Here is a nice program I use called Advance System Care http://www.iobit.com/advancedwindowscareper.html .It does a good job plus has a lot of other nice features.It is free and you can also purchase the pro version if you want.

After several weeks of fighting this thing, I believe it is finally gone, thanks to Mole (in London) at bleepingcomputers.com. The thread was read by some 1000 people, worldwide, and was listed as a Hot Thread. My hat's off to Mole, I was fully expecting him (or her) to give up long ago, but he worked this thing out with much troubleshooting by web posts. Somehow, something modified the address for POI-factory, his comments are below:

"For some reason, and we're not quite sure what but it wasn't a malicious thing, the IP address for poi-factory was a digit out from the address that gets pinged. The number should be 21 at the end but as you can see the ping address shows 4.

QUOTE
Name: poi-factory.com
Address: 74.208.99.21

Pinging poi-factory.com [74.208.99.4] with 32 bytes of data:

As you may have guessed already, 74.208.99.4 is the IP address of 3ddraw.

Having cleaned out all the caches to avoid the return of the redirection it resolves correctly."

He wrote a small program to clean things out for me, then helped cleaning out Java and IE cache and temp files. So far, for the past few days, both my PC and Laptop are working fine and I can get back onto Poi-factory.

If you'd like to read the thread, it's at: http://www.bleepingcomputer.com/forums/topic296303.html

I agree with one of the posts above about using Firefox. While it's not bullet proof the combo of Firefox, NoScript and AdBlockPlus is pretty good for avoiding the more run of the mill exploits, locking down your hosts file can help too, though that's a pretty easy fix if someone does attack it. The more advanced attacks can be a real pain to fix and sometimes it's just easier to reformat and reinstall.

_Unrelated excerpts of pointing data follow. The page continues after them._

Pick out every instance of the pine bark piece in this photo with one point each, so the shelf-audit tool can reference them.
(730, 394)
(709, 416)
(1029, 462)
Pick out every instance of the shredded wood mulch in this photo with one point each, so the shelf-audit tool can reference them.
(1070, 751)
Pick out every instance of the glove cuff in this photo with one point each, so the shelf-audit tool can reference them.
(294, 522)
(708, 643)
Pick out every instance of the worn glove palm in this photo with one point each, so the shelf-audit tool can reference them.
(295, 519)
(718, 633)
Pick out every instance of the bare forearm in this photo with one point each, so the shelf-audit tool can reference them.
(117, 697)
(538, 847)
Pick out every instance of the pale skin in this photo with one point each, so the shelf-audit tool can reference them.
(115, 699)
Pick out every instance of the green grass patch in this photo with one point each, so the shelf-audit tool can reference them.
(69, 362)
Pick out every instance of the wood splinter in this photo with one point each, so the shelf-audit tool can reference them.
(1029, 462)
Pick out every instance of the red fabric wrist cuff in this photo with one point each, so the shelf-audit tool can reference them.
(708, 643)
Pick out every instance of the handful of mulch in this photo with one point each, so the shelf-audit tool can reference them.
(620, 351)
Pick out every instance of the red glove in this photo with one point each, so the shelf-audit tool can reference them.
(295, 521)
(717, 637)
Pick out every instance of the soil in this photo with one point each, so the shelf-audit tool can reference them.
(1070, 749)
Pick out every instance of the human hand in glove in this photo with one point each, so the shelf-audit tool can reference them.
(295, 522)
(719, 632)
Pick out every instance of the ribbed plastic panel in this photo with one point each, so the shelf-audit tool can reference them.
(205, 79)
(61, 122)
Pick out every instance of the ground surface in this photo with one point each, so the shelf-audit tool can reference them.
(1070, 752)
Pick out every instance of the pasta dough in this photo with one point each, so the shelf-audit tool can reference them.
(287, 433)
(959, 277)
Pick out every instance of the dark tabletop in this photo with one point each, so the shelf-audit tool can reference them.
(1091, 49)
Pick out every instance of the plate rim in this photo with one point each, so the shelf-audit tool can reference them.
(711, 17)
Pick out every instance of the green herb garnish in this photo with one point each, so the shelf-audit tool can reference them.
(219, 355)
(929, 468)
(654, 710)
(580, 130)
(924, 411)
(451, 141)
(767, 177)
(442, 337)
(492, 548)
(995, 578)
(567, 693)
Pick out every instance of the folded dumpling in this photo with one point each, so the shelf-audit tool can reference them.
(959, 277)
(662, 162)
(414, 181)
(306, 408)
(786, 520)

One other thing I'd recommend is to never, ever, just blindly follow the defaults on install screens and read every page and option before installing a program. Even Java updates now default to installing the Yahoo toolbar unless you tell it not to. A while back I had to reformat a computer on which the user had installed a MS Messenger add-on which came with the added bonus of a hijack called "LOP" as part of the install process. It was a bastard to try to remove so I just reformatted in the end. The author justified it by saying the user had the option not to install it but the default was to install and teenagers tend to just hit the default keys. My advice is always choose the "custom" or "advanced" install, and read the options for the components to be installed very carefully.

if you ping and it still redirects, your hosts file is the likeliest victim. go find it at c:\windows\system32\drivers\etc and edit the offending entry (entries). re-save it -- note: NO extension... it's simply "hosts" -- and then set it read-only.

btw if anyone wants *my* hosts file (over 30,000 lines long which blocks ads and malware sites), let me know. i am not peddling this, rather offering it as a favor to the community. it would be your responsibility to understand what the hosts file is and does, and then you'd also want to at least look through it a bit before you add it to your system. i have composed it over the course of several years by adding the URLs of malware sites that come to my attention; i have also allowed spybot to add its own blocklists.